Senator Richard Shelby, the committee’s most senior Republican, said: “There is no question that China manipulates its currency in order to subsidize its exports. The only question is: Why is the administration protecting China by refusing to designate it as a currency manipulator?”
Geithner made clear that U.S. patience on China’s currency policy was wearing thin but said only that the valuation of the yuan would be taken into account when the Treasury Department issues its report in mid-October.
The administration has so far refrained from officially accusing China of manipulating its currency for unfair advantage, which would open the door to U.S. trade sanctions.
Geithner also appeared to be looking for breathing room for the administration to try to squeeze concessions from the Chinese before frustrated lawmakers press ahead with a bill that would force its hand.

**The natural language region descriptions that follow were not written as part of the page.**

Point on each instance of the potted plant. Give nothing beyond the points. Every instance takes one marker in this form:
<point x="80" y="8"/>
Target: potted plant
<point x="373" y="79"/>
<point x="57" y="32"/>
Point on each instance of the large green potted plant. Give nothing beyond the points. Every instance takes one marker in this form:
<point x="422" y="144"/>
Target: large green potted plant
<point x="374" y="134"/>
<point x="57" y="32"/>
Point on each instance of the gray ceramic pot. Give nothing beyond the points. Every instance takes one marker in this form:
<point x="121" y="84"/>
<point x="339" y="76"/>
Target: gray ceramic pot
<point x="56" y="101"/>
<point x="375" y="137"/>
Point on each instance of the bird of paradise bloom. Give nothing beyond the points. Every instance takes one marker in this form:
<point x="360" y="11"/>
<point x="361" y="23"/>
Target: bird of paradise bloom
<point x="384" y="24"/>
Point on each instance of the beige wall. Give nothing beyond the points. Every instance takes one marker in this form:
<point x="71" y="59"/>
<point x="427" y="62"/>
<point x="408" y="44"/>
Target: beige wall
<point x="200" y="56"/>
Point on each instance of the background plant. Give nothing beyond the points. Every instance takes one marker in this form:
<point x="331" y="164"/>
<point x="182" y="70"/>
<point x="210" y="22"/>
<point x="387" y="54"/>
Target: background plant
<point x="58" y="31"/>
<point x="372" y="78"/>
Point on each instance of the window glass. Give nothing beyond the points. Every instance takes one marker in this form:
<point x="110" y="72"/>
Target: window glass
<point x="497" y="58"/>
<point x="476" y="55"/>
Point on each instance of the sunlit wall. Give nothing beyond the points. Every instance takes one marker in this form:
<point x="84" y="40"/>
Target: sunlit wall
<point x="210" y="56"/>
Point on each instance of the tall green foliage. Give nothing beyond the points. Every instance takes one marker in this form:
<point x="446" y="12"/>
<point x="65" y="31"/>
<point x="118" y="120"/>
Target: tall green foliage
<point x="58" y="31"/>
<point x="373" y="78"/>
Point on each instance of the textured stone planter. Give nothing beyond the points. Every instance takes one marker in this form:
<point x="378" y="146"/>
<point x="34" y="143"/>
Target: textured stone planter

China’s move to free the yuan from a nearly two-year-old peg to the dollar in June came a week ahead of a meeting of Group of 20 leaders in Canada.
RETALIATION POSSIBLE
China could retaliate if Congress actually passes legislation. A trade war between the world’s two largest economies would be a serious blow to Obama’s effort to ease strains on a range of economic and foreign policy disputes.
The yuan has risen only about 1.25 percent against the dollar since ended the currency peg in June. In the past six days, however, the yuan has scored its fastest rise since February 2008 — a move that some analysts view as a response to growing U.S. rhetoric.
The Obama administration faces a delicate balancing act. It wants to pay homage to American resentment over Chinese trade practices but must avoid alienating Beijing, whose diplomatic support is needed to tackle nuclear standoffs with Iran and North Korea.
Washington is also mindful that Beijing holds massive amounts of U.S. debt.